Anti-Influenza Hyperimmune Intravenous Immunoglobulin Clinical Outcome Study
Does giving a single infusion of influenza antibodies to adults with influenza improve recovery time?
What is this study about?
Influenza still causes an excess number of deaths globally, and newer treatments are urgently needed. FLU-IVIG explores whether giving a single infusion of influenza antibodies (IVIG) to adults in hospital with moderate to severe influenza can improve recovery time, compared to standard antiviral treatments alone.
FLU-IVIG is a randomised controlled trial and is double-blind. The active agent in this study is a concentrated infusion of influenza antibodies that are extracted from a healthy volunteer who has been vaccinated against the flu.
This product has already been tested on 31 people during a small pilot study and appeared to be safe. However, the study was too small to draw any real conclusion as to whether IVIG really helped hasten recovery. FLU-IVIG will test whether giving IVIG to a larger number of adults who are hospitalised with influenza can help them to recover more quickly from their illness.
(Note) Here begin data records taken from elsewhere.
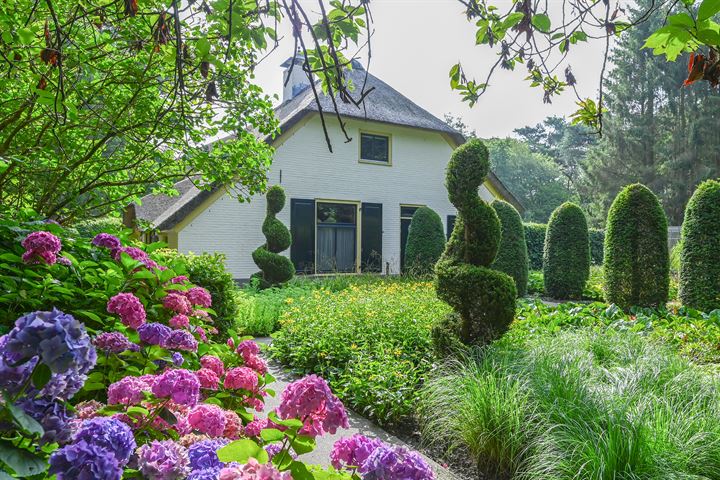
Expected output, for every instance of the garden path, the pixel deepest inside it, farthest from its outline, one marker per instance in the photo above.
(358, 424)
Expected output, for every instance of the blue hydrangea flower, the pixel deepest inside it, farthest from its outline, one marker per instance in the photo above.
(84, 461)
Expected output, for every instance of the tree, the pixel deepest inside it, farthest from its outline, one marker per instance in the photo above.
(105, 101)
(512, 256)
(637, 262)
(425, 242)
(699, 266)
(566, 261)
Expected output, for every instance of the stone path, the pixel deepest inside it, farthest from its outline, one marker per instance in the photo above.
(358, 424)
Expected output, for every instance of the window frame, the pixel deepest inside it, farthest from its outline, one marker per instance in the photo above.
(375, 162)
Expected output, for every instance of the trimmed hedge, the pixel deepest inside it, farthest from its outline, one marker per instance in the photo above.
(275, 269)
(637, 263)
(700, 257)
(566, 260)
(425, 242)
(512, 256)
(483, 299)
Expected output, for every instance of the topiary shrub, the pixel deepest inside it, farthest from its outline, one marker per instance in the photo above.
(535, 240)
(425, 242)
(566, 260)
(275, 269)
(512, 257)
(483, 299)
(637, 264)
(700, 236)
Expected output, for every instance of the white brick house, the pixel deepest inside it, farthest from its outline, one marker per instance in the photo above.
(348, 210)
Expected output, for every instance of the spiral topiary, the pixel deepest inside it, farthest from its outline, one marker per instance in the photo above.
(483, 299)
(566, 260)
(700, 237)
(425, 242)
(512, 256)
(637, 263)
(275, 269)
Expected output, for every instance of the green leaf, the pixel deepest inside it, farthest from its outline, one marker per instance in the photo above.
(241, 451)
(708, 8)
(541, 22)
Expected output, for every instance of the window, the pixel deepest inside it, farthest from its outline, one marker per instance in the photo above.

Patients will be randomised to either receive the IVIG or to receive an infusion of saline (placebo) in addition to the usual antiviral treatments for influenza.
The duration of the study is 28 days. Patients will be seen on the day of the infusion, and then on days three, seven, 14 and 28 to assess their health status, take nose swabs for influenza culture and bloods for future influenza research.
Type of study
Who is funding the study?
The University of Minnesota, USA, with funding from the U.S. National Institutes of Health (NIH).
When is it taking place?
This study will run from November 2014 to June 2018.
Where is it taking place?
This is an international study, with multiple sites in the Northern and Southern Hemisphere. 329 participants were enrolled across 9 countries since November 2014 including 16 participants from the FLU 005 pilot study.
The MRC CTU oversaw 5 sites in the UK and 5 sites in Greece who between them enrolled 27 participants.
Who is included?
The study includes adults aged 18 years and older who are hospitalised with moderate to severe influenza.